En la presente puesta en escena hay dos líneas temporales: la conversación entre estos dos autores clásicos, en la que el cordobés busca respuestas a sus contradicciones para alcanzar la muerte estando en paz consigo mismo, y la representación de los hechos pasados que reflejan dichas contradicciones. Hasta ahí, nada que objetar. Lo malo viene después. El espectáculo pergeñado por Emilio Hernández se convierte en una suerte de seudomusical que, con la sana intención de hacer un recorrido por diferentes culturas y épocas de la música, lo mismo te encasqueta un aria de ‘La coronación de Popea’ (Monteverdi, 1642), que te espanta con una horrenda pieza de rock sintetizado compuesta por Marco Rasa para la ocasión o intenta epatar merced a una prescindible nana flamenca. Naturalmente, lo que resulta de ese sinsentido es un batiburrillo que, en el mejor de los casos, solo sirve para distraer de lo esencial: un bello texto repleto de agudas reflexiones acerca del hecho de vivir.

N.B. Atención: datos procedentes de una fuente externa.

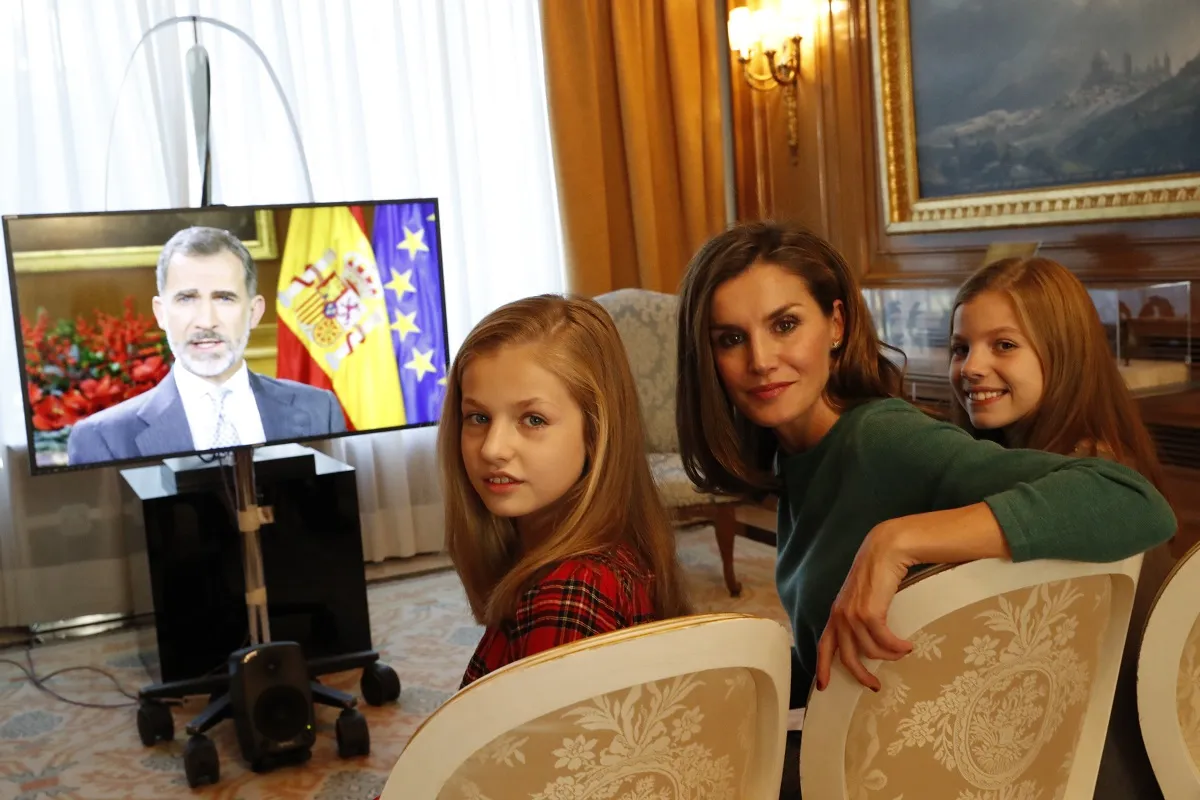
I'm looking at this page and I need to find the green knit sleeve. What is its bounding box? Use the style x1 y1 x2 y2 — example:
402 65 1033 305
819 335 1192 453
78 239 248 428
857 400 1177 563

No contento con eso, en su faceta de versionador Hernández añade al original de Antonio Gala fragmentos de la ‘Consolación a Helvia’ —la carta que Séneca escribió a su madre desde el exilio en Córcega—, entresijos de ‘El Satiricón’ de Petronio y parte del poemario del propio Gala, despreciando absolutamente el mensaje primigenio del refinado autor. Eso sí, para hacer más digerible su propuesta, pone (literalmente) toda la carne en el asador, sugiriendo —unas veces— y mostrando —algunas más— la anatomía de sus protagonistas sin tapujos. De ello se aprovechan los únicos triunfadores del montaje: Felype de Lima, que es el encargado de arropar con tejidos atemporales el mencionado alarde de sensualidad; y José Manuel Guerra, que borda una iluminación expresionista, deudora de Caravaggio —y, en general, de todo el Barroco—, que sabe sacar todo el partido a la escenografía del propio Hernández y a las sutiles coreografías de Amaya Galeote.
Con las (presuntas) estrellas de la función se repite la tónica general: el trabajo de Antonio Valero queda muy por debajo de la altura moral e histórica de su personaje; en ningún momento acierta con el tono preciso para hacer creíbles sus moralizantes parlamentos. Otro tanto sucede con Carmen Linares, a la que se adivina demasiado ajena a esta ensalada artística. En vez de sacar a relucir su esplendoroso cante, el director le encomienda canturrear algunos versos de Gala; y a fe que lo hace, con todo el empeño que se le (pre)supone a los grandes, pero sin poder evitar la comparación con el Chiquito de la Calzada más extravagante.
Confieso que, antes de abordar esta valoración, me propuse hacer honor al subtítulo de la obra de Antonio Gala —‘El beneficio de la duda’— y a la justificación que de él hace su personaje justo antes de suicidarse —“Nada hace tan generoso al corazón del hombre. Mientras duda, le da tiempo a juzgarse a sí mismo, o a decidirse a no juzgar”— pero ahora que me aproximo al punto final caigo en la cuenta de que he traicionado (una vez más) mi propósito inicial. ¿Acaso no responde a eso el concepto mismo de ‘crítica’?